Tag: NASDAQ: ENPH

  • Solar Stocks Worth Investing In For 2022

    Solar Stocks Worth Investing In For 2022

    The global solar industry has been performing in a top-notch manner, even prior to the boost that the Covid-19 phenomenon brought to it. Federal policies such as the Solar Investment tax credit, and wider initiatives such as the Paris Climate Agreement have catalyzed the growth of this rising giant. According to the Paris initiative, the global target for 2030 has been set at 5200 Gigawatts, whereas the standard for 2040 is at 14000 Gigawatts. All this comes as a spark for the global solar market, which is already enjoying tailwinds from its consistently declining costs of production.

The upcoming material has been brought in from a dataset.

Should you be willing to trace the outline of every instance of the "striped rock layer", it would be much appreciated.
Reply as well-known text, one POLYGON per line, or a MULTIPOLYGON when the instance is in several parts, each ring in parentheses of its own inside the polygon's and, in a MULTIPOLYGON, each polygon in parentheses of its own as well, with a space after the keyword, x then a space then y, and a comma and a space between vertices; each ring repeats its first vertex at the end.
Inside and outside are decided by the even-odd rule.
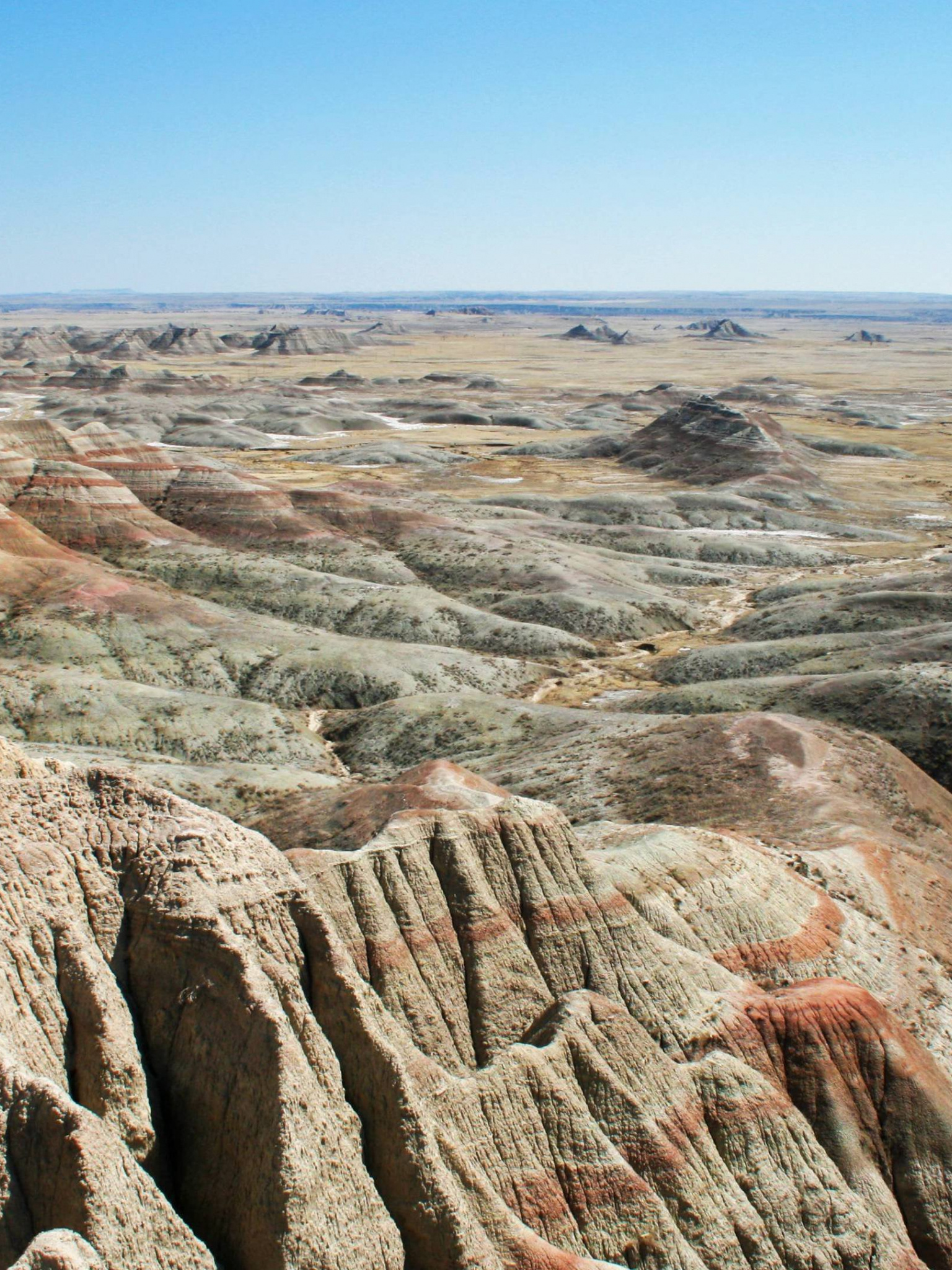
POLYGON ((284 855, 0 743, 4 1265, 948 1265, 952 1088, 875 997, 448 775, 284 855))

    The most recent catalyst to drastically accelerate the growth of the solar industry is the Inflation Reduction Act, signed by President Joe Biden in mid-September. As part of the Act, a further $369 billion is being allocated to domestic renewables. In light of this, solar stocks seem to be in high demand among market participants. For this reason, we bring to you a list, highlighting five top solar stocks that are worth investing in.

    Canadian Solar

    The first stock on this list is the global solar champion, Canadian Solar (NASDAQ: CSIQ). Canadian Solar is one of the top names in the global solar markets, and it has structured itself in a manner so as to capture value at various levels of the segment.

    The company holds two core business segments, demonstrating world-class expertise in each. Canadian Solar’s first business segment is its manufacturing and installation one. This gives CSIQ exposure to long-term recurring revenue, especially since it offers service and maintenance agreements. At present, the company is dealing with over 3.1 gigawatts of operations under the segment, which management claims will surpass 20 gigawatts by 2026.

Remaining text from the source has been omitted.